Ireuda Silva – Tem comunidades que eu fui que, às vezes, as pessoas falam o seguinte: essas pessoas estão aqui porque votaram nela e estão aqui para fazer bonito. Tem uma comunidade que eu posso citar, que é a comunidade Paz e Vida. Eu nunca fui lá para pedir voto, pois nem sabia que aquela comunidade existia, na verdade. Um dia, saindo com uma amiga que me convidou para visitar uma associação, eu conheci a comunidade Paz e Vida e vendo a necessidade daquela população, eu me voltei e me inclinei totalmente para poder lutar e buscar com eles. Pra você ter uma idéia, a situação lá é tão crítica que tem aí nas redes sociais fotos minhas quando eu estive lá pra fazer uma reunião com o pessoal e eu saí de lá desesperada, porque eu tenho pavor de cobra e o bicho invadiu a comunidade. Está ai nas redes sociais e que não é a primeira e nem a segunda vez. Eu já fui, voltei, volto e estou ali dentro daquela comunidade, porque eu me coloco no lugar deles. É simples assim. É só você se colocar no lugar daquelas pessoas. Às vezes, você não tem nem a condição de resolver aquele problema, mas ouvir já é um alívio de imediato. Eu me coloco na condição daquelas pessoas e, por isso, que eu sempre estou dentro das comunidades. Eu não conheço Salvador da janela do meu carro e nem da janela do meu apartamento, porque eu não moro em lugar nobre, mas eu conheço de estar ali, de ver, de conviver e de saber que a dor não tem tamanho.
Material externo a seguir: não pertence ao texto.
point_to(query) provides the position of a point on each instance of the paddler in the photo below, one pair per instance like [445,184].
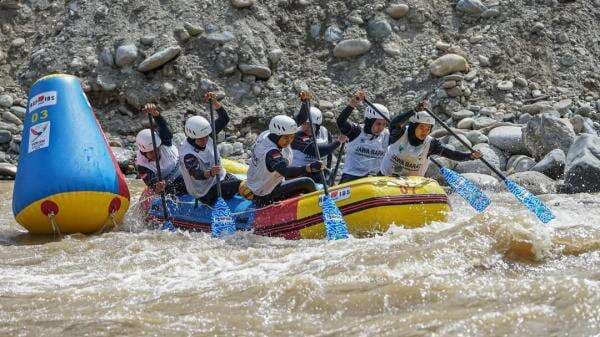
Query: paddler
[271,177]
[167,155]
[410,145]
[367,142]
[302,146]
[197,158]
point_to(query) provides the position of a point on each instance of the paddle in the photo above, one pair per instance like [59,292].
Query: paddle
[335,226]
[222,221]
[533,203]
[464,187]
[337,165]
[167,225]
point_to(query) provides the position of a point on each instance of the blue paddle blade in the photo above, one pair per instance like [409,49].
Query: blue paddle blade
[222,221]
[335,226]
[531,201]
[467,189]
[168,226]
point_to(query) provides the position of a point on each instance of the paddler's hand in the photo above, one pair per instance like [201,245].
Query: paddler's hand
[211,96]
[476,154]
[151,109]
[315,166]
[160,186]
[357,99]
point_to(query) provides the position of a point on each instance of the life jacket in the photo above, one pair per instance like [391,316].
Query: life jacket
[364,153]
[303,159]
[404,159]
[199,187]
[260,181]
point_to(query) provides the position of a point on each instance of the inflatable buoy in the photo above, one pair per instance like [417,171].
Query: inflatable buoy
[68,180]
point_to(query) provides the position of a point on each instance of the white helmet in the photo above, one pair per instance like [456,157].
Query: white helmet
[370,113]
[144,140]
[197,127]
[422,117]
[316,115]
[283,125]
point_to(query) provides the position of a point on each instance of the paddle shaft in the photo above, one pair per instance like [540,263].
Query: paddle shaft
[314,140]
[214,136]
[337,164]
[158,172]
[445,126]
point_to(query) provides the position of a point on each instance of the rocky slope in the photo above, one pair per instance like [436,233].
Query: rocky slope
[518,78]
TV Servidor – A senhora integra a bancada evangélica na Câmara Municipal de Salvador e faz parte de base do governo. Pelo fato de ser uma das integrantes da base do governo e uma das mais importantes aliadas ao prefeito ACM Neto, quais são as suas expectativas em relação a administração municipal?
Ireuda Silva – Primeiro, não existe essa coisa de aliada. Eu sempre uso o termo ‘parceria’, ‘trabalho’. Nós fomos eleitos e estamos na base do prefeito para apoiar porque ele tem feito um bom trabalho. É um jovem comprometido, temos que reconhecer isso. Ele deu uma nova identidade a essa cidade, merece o meu respeito, a minha inclinação e o meu apoio como vereadora. Isso não é só com palavras. Eu não posso chegar em uma tribuna ou até mesmo nesta entrevista e não enaltecer esse prefeito sem contribuir, eu não posso, mas buscar, levar e encaminhar, isso sim eu tenho feito. É um prefeito que tem uma sensibilidade, principalmente, para o social. Eu digo porque eu já o procurei. Eu fui bem ouvida, bem atendida, principalmente, com a questão do Paz e Vida onde ele por si só já tinha uma inclinação para o problema e outros fatos. A questão não é de ser aliada, a questão é de se reconhecer e se valorizar aquilo que se tem. Nós temos uma gestão que tem sido uma gestão de contribuição, de trabalho e de respeito com essa cidade. Então, vamos aplaudir.